Can the so-called “green shoots” really fix our economy? And will landlords demand less green?
Now that tent cities are out of fashion — or at least consigned to unfashionable places like Sacramento — the surest sign of hard times is shuttered stores. There are the glaring examples, like the Union Square building that chose as its anchor tenants Virgin Megastore and Circuit City (whoops!), but the rows of rolled-down gates are visible in every neighborhood: Entire blogs are now devoted to chronicling the devastation, and wondering where to turn for their free-WiFi fix.
Free-market economics tells us this sort of thing should work itself out: Landlords lower the rents they jacked up during the boom years, stores get out of the red and everybody can go back to drinking their lattes in peace. Of course, if free-market capitalism worked the way it’s supposed to, we wouldn’t be in this mess in the first place.
“Commercial rents may not be rising at the same rate, but they certainly aren’t falling,” says Catherine Bohne, owner of Brooklyn’s Community Bookstore and VP of the Park Slope Civic Council. Just last week, she says, she spoke to the owner of a local restaurant she thought of as “wildly successful” and was told if the owner can’t renegotiate her rent, she’ll have to move or close.
So what to do? The city council is considering a bill to limit commercial rent hikes and force landlords to go to arbitration, but that would mostly be useful for when the boom times return.

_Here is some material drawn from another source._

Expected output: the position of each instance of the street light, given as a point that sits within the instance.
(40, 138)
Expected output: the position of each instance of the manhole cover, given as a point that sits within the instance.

Bohne would also like to see laws allowing shopkeepers to buy their storefronts as co-ops without having to scrape together millions for an entire building: “At this point you’re sort of an idiot for opening a small business, unless you own property. Small stores invest $50,000 in renovating, and if you lose your lease, that’s gone.”
Until then, we have the commercial parallel to empty condo towers with homeless camped outside: acres of empty storefronts, and nowhere to work or shop. If the economy’s ever going to recover with the help of those “green shoots” we keep hearing about, it’d be nice if landlords demanded less green.